# St George island reds



## Fourfingers (Jul 3, 2017)

Just got back sat after a week on the island. We Had good luck with reds but specks where a little thin on slot size fish. Caught white trout on bridge in afternoons[/ATTACH]


----------



## Dustin Pate (Jul 5, 2017)

Nice reds!


----------



## Prouty1343 (Jul 5, 2017)

Very nice.  I'm going to St George in a few weeks.  Any tips on where to start looking? Havent done much saltwater fishing.  I won't be to terrible far from Sikes Cut.


----------



## Rabun (Jul 7, 2017)

Look like some tasty slotters.  Can you share the techniques that worked for you?


----------



## Fourfingers (Jul 8, 2017)

Caught reds throwing white gulp shrimp on jig heads along sand flats along grass lines close to the rd along hwy 98 from east point to down past the high school we was wade fishing throwing back towards the rd. Moved out deeper to fish for trout. Trout came from popping cork to bouncing a jig off the grass. Two best where 28-3/4 and 27-1/2. The rest where any where from 18 to 24 inches. Caught probably 30 reds in for days fishing 6:30 to 11:00


----------



## Rabun (Jul 10, 2017)

Fourfingers said:


> Caught reds throwing white gulp shrimp on jig heads along sand flats along grass lines close to the rd along hwy 98 from east point to down past the high school we was wade fishing throwing back towards the rd. Moved out deeper to fish for trout.

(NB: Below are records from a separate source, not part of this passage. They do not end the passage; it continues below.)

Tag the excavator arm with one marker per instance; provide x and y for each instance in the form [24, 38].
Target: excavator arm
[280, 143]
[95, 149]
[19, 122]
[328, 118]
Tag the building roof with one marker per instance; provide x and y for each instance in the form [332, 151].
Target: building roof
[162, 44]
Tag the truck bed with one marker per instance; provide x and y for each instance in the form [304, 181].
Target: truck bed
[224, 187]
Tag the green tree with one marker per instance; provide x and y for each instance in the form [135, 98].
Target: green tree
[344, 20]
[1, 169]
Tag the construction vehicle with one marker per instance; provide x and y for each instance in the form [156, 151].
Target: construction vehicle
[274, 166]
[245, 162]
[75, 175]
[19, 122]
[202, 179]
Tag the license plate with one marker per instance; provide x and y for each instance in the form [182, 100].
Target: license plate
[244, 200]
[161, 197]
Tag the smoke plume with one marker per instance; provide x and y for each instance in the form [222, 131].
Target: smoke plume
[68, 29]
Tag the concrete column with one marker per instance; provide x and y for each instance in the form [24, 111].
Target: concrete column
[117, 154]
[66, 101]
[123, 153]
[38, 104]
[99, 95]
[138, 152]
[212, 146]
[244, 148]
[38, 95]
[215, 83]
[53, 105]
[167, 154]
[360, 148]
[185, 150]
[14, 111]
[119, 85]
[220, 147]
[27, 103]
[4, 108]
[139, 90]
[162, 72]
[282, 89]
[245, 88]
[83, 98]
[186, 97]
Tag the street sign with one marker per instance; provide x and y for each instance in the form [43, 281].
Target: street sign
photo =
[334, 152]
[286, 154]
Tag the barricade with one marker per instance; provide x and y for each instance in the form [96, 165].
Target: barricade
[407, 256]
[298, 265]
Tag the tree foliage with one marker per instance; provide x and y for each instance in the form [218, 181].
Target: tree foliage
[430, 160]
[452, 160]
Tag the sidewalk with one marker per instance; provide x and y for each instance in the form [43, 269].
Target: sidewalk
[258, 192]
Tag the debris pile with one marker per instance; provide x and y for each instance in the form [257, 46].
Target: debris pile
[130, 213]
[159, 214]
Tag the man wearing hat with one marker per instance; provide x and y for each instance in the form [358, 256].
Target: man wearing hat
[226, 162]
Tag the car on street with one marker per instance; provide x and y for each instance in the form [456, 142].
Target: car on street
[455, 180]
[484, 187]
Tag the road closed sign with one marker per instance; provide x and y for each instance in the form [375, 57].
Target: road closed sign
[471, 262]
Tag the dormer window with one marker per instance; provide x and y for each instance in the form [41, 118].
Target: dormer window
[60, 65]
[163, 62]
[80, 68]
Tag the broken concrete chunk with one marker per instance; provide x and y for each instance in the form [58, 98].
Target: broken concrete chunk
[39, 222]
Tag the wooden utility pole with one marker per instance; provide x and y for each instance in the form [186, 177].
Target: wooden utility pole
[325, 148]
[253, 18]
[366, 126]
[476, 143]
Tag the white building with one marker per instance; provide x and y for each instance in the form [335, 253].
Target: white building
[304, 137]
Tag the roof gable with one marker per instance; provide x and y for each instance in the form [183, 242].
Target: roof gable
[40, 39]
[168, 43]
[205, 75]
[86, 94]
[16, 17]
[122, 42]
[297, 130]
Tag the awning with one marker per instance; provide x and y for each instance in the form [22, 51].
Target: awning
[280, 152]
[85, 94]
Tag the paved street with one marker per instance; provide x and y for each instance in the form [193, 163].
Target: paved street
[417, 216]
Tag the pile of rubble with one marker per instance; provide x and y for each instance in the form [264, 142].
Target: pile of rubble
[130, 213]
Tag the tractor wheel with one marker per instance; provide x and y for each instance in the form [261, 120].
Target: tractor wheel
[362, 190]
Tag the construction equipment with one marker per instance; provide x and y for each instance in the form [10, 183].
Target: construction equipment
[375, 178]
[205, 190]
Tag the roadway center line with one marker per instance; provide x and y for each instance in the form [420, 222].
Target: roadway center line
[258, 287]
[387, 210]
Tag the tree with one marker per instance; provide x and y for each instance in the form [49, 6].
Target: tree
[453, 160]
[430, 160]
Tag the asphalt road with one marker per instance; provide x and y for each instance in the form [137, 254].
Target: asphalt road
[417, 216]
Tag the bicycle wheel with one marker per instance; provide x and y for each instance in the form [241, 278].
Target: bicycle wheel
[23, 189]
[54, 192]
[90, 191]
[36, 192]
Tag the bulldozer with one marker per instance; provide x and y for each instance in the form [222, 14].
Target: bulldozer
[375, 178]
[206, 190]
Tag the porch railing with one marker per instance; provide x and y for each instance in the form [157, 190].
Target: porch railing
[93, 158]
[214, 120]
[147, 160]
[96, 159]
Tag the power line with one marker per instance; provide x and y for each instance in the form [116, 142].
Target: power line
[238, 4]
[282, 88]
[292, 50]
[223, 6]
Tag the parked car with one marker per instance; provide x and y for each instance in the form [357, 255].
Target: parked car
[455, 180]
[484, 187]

Trout came from popping cork to bouncing a jig off the grass. Two best where 28-3/4 and 27-1/2. The rest where any where from 18 to 24 inches. Caught probably 30 reds in for days fishing 6:30 to 11:00



Nicely done...y'all got into some nice quality fish!  Thanks for the info!


----------



## teethdoc (Jul 13, 2017)

Nice!


----------